Mr Putin and Mr Kocharian discussed the Nagorno-Karabakh issue, the general situation in the Caucasus and various aspects of bilateral cooperation.
While opening their informal meeting at the Constantine Palace in Strelna, Mr Putin recalled that not long ago, on November 26, he had spoken about the future prospects for Nagorno-Karabakh settlement at a meeting with the spiritual leaders of the Caucasus and in a telephone conversation with President Ilham Aliyev of Azerbaijan. President Putin said that the results of these negotiations were evidence of the Azerbaijani leadership’s positive mood, although the problem was complex and deeply rooted.
Mr Putin said Russia was ready to take part in the peace process provided its help was required. But the Nagorno-Karabakh issue was above all a matter for direct political dialogue between Armenia and Azerbaijan, a dialogue wholly supported by the Russian side.
During their meeting, Mr Putin and Mr Kocharyan also discussed the situation in Georgia. They noted that political processes in that country were important not only for Georgia itself, but also for other countries. Russia, President Putin said, was prepared to work with any leadership chosen by the Georgian people. Responsibility for political processes in Georgia was borne, he said, by those political forces that headed them. Russia had a vested interest in seeing that the law is followed in Georgia and the processes are legitimate.

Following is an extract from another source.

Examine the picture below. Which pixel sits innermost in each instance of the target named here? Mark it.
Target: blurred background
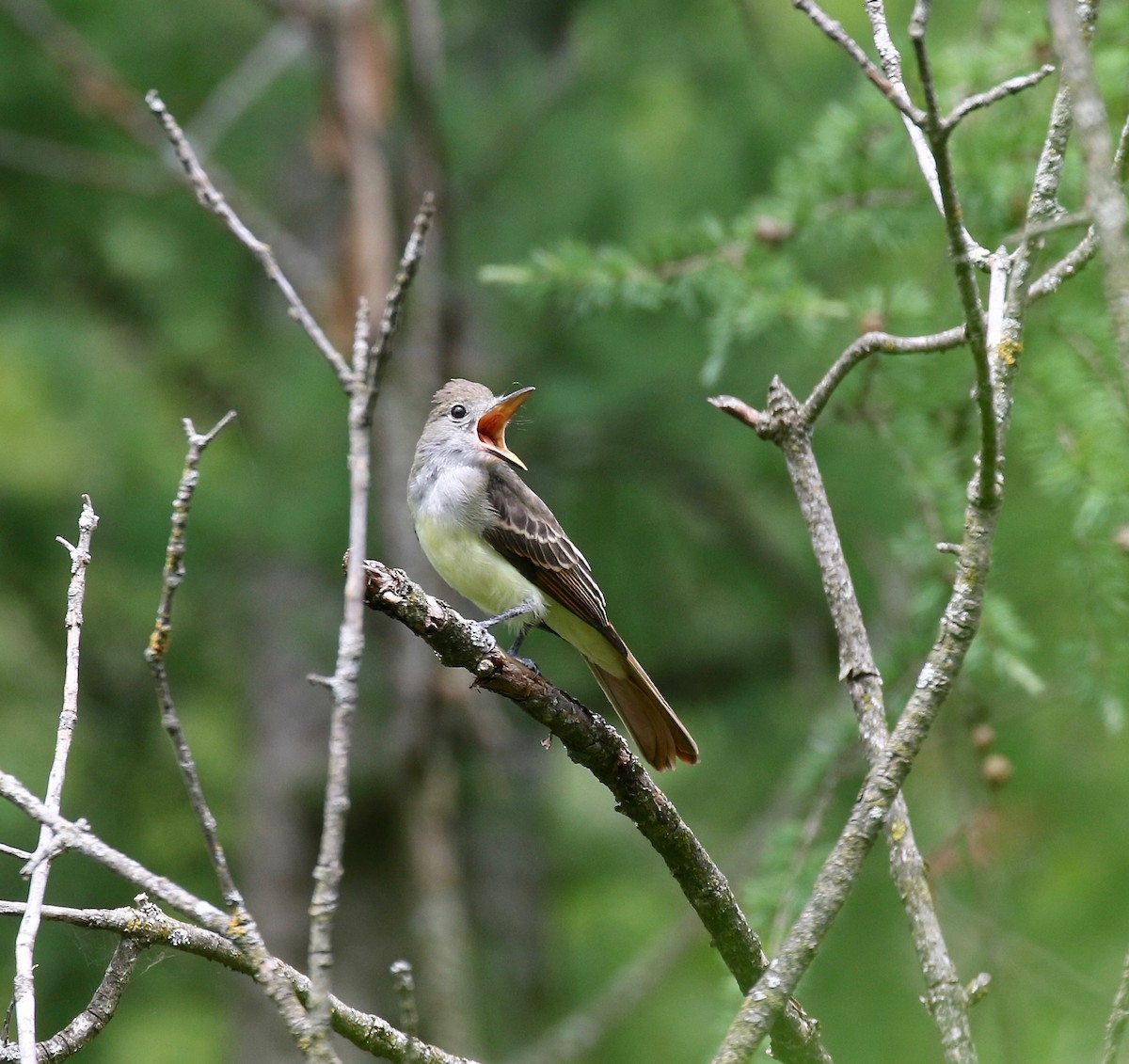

Mr Putin and Mr Kocharian also spoke of how to resolve the problem of Armenia’s debt to Russia and develop trade and economic cooperation between the two countries. Mr Putin stressed that trade turnover between the two countries, although fairly small in terms of value, had risen by 84% in the first nine months of the year. Mr Kocharian, in turn, expressed his belief that there was considerable room for further growth.